From d17e93384b67f44f4f623fbb97f900c4ae127fc3 Mon Sep 17 00:00:00 2001
From: =?UTF-8?q?=E4=B8=96=E7=95=8C?= <i@sekai.icu>
Date: Sat, 16 Sep 2023 21:37:22 +0800
Subject: [PATCH] Add ACME DNS01 challenge support via libdns

---
 common/tls/acme.go                            | 18 ++++++
 constant/dns.go                               |  6 ++
 docs/configuration/shared/dns01_challenge.md  | 31 ++++++++++
 .../shared/dns01_challenge.zh.md              | 31 ++++++++++
 docs/configuration/shared/tls.md              |  9 ++-
 docs/configuration/shared/tls.zh.md           |  9 ++-
 go.mod                                        |  2 +
 go.sum                                        |  5 ++
 mkdocs.yml                                    |  2 +
 option/tls_acme.go                            | 59 +++++++++++++++++++
 10 files changed, 170 insertions(+), 2 deletions(-)

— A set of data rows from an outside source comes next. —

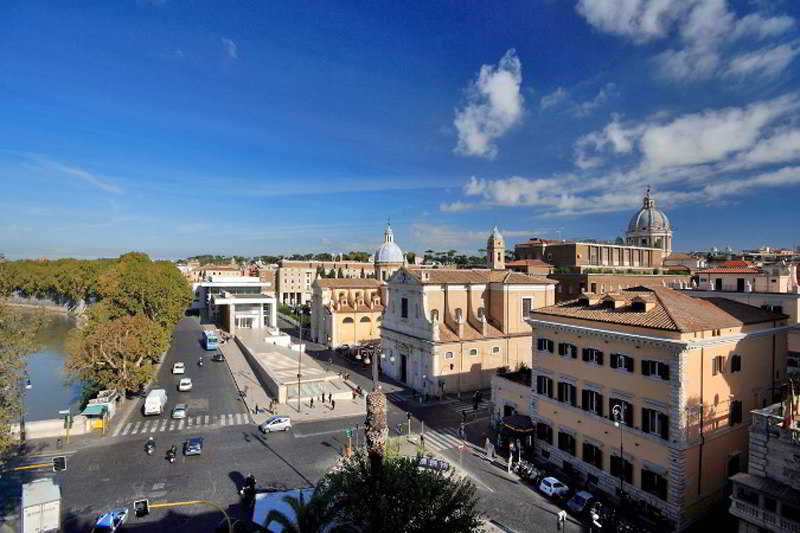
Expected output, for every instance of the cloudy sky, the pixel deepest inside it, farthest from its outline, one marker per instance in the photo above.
(180, 128)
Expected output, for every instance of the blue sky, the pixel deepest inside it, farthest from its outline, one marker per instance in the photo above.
(181, 128)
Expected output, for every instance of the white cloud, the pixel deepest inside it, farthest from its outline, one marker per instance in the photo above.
(704, 30)
(494, 104)
(100, 182)
(768, 61)
(553, 99)
(230, 48)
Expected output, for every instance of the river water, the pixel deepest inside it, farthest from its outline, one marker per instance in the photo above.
(51, 391)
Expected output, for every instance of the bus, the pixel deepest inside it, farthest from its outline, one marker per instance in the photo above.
(210, 341)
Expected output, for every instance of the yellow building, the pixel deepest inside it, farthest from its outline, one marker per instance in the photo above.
(683, 374)
(346, 311)
(449, 330)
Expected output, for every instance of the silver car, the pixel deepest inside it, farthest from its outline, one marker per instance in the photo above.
(276, 423)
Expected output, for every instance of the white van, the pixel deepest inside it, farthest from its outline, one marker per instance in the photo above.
(155, 402)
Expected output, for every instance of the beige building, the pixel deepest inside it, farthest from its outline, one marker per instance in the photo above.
(683, 373)
(294, 278)
(767, 496)
(449, 330)
(346, 311)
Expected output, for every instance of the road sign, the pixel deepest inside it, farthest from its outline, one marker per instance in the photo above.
(59, 463)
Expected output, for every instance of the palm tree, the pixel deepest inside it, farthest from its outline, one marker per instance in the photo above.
(313, 516)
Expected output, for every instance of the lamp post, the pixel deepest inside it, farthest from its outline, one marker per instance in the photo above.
(619, 414)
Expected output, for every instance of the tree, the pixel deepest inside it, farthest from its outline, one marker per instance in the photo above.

 create mode 100644 constant/dns.go
 create mode 100644 docs/configuration/shared/dns01_challenge.md
 create mode 100644 docs/configuration/shared/dns01_challenge.zh.md

diff --git a/common/tls/acme.go b/common/tls/acme.go
index a881ace0..81aa6b8e 100644
--- a/common/tls/acme.go
+++ b/common/tls/acme.go
@@ -9,10 +9,13 @@ import (
 	"strings"
 
 	"github.com/sagernet/sing-box/adapter"
+	C "github.com/sagernet/sing-box/constant"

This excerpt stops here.